Keyboard shortcuts

Press or to navigate between chapters

Press S or / to search in the book

Press ? to show this help

Press Esc to hide this help

Source-code emission

In plain terms

panproto reads source code in 261 languages by sitting on top of tree-sitter, which has a community-maintained grammar for each one. The reverse direction, writing source code back out from a schema, is harder. tree-sitter grammars are written for parsing; they record the production rules the parser uses but not the spacing, indentation, or alternative-disambiguation choices an emitter needs. panproto’s source-code emitter, emit_pretty, closes that gap by deriving emission behaviour structurally from the same grammar.json the parser already ships.

The output of every emit is a function of three things: the schema, the production grammar, and a small per-language cassette that supplies defaults for the cases grammar.json cannot describe. Everything else (token roles, bracket pairs, spacing rules, indent triggers, CHOICE dispatch) is derived at construction time from the grammar’s own structure. There is no per-language emitter code.
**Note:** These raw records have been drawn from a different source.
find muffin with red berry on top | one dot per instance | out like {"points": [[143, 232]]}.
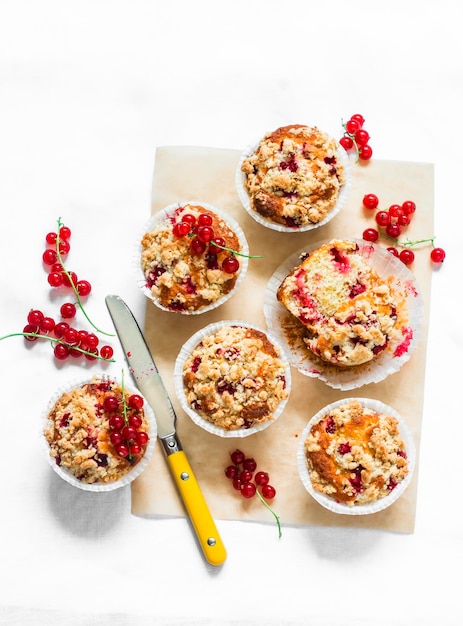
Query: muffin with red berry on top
{"points": [[99, 434], [294, 179], [356, 456], [232, 379], [193, 257]]}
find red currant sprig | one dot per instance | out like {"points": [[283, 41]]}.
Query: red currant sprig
{"points": [[125, 422], [391, 224], [356, 138], [249, 482], [204, 241]]}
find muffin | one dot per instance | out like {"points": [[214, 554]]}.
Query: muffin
{"points": [[99, 434], [294, 177], [354, 454], [183, 269], [231, 379], [350, 313]]}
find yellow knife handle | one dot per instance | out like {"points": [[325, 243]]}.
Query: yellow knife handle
{"points": [[197, 509]]}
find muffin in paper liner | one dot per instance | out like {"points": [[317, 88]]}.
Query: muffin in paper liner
{"points": [[240, 178], [289, 331], [282, 376], [167, 216], [129, 475], [371, 507]]}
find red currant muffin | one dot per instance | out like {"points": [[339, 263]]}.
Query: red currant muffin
{"points": [[294, 177], [192, 257], [356, 452], [99, 434], [350, 313], [232, 379]]}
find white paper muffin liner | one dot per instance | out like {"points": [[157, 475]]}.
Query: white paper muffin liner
{"points": [[180, 391], [134, 472], [160, 217], [358, 509], [300, 357], [344, 192]]}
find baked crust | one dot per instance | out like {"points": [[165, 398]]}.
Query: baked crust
{"points": [[294, 176], [235, 378], [350, 313], [356, 455], [178, 279]]}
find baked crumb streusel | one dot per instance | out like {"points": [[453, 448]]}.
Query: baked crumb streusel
{"points": [[356, 455], [294, 176], [235, 378], [78, 433], [179, 279], [350, 313]]}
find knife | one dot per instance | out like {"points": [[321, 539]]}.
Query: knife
{"points": [[149, 382]]}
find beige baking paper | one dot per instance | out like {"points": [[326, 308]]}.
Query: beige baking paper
{"points": [[208, 174]]}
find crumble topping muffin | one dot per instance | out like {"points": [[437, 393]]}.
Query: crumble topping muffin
{"points": [[349, 312], [184, 271], [355, 454], [294, 176], [234, 378], [88, 435]]}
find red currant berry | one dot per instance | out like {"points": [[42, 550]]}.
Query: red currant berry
{"points": [[31, 331], [408, 207], [231, 472], [230, 265], [358, 118], [61, 351], [237, 457], [352, 126], [407, 256], [365, 152], [268, 492], [106, 352], [382, 218], [111, 405], [49, 257], [370, 201], [346, 142], [361, 137], [135, 401], [437, 255], [68, 310], [248, 490], [261, 478], [116, 422], [393, 230], [370, 234]]}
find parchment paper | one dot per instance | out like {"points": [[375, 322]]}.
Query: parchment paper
{"points": [[208, 174]]}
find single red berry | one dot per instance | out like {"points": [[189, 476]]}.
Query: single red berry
{"points": [[268, 492], [370, 201], [370, 234], [437, 255], [407, 256], [365, 152]]}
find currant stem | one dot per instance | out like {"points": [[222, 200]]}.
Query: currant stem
{"points": [[54, 340], [272, 512], [74, 288]]}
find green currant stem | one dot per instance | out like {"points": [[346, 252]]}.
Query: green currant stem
{"points": [[272, 512], [71, 282], [53, 340]]}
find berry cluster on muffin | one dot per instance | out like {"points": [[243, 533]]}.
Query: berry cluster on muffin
{"points": [[294, 176]]}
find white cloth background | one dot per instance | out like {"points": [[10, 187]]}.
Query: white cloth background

A separate format-preserving codec covers structured-data formats (JSON, YAML, TOML, XML, CSV) and guarantees byte-for-byte round-trip. The two systems are independent; this page is about the tree-sitter source-code path.

The two halves of the gap

grammar.json lists every rule (SEQ, CHOICE, REPEAT, OPTIONAL, FIELD, ALIAS, SYMBOL, STRING, PATTERN, IMMEDIATE_TOKEN, PREC, TOKEN, RESERVED) the parser walks. It does not record:

  1. Whitespace and layout. Whether a + b or a+b; whether if (x) { ... } indents its body; whether def f(): x = 1 is one line or two. Tree-sitter strips whitespace during parse; nothing in grammar.json says how to put it back.
  2. CHOICE disambiguation for synthesised schemas. When two CHOICE alternatives both admit the same children (binary_expression CHOICE[+, -, *, /, ...] over the same operand kinds), the parser picks via its parse-table state. A schema built from scratch (no parse history) has no record of which alt was taken.

emit_pretty handles the first half structurally and the second half via a layered fallback hierarchy.

Grammar-derived token roles

Every STRING literal in a rule body is classified by its structural role at Grammar::from_bytes time. There are eight roles, classified per (rule, position) pair, not per token text:

RoleIdentification rule
BracketOpenFirst STRING in a SEQ whose first / last STRINGs satisfy the matched-pair predicate
BracketCloseLast STRING of the same SEQ
SeparatorFirst STRING in a REPEAT body’s inner SEQ
KeywordSTRING matching [a-zA-Z_][a-zA-Z0-9_]*
OperatorNon-alphanumeric STRING between content members inside a CHOICE alternative
ConnectorNon-alphanumeric STRING between content members in a standalone SEQ (a structural connector such as . or ::, not an algebraic operator); emits no surrounding space
TerminalText from a leaf vertex’s literal-value constraint
ImmediateA token the grammar wraps in IMMEDIATE_TOKEN, glued to its neighbour with no intervening whitespace

The matched-pair predicate identifies (), [], {}, <>, begin/end, do/done, |...|, <<>>, ${}, ⟨⟩, and every other bracket-like construct from grammar structure alone. There is no fixed character set: a per-SEQ check that the first and last STRINGs are different (or same-text with at least one wrapped in IMMEDIATE_TOKEN, e.g. regex /.../), with non-STRING content between them, identifies the pair.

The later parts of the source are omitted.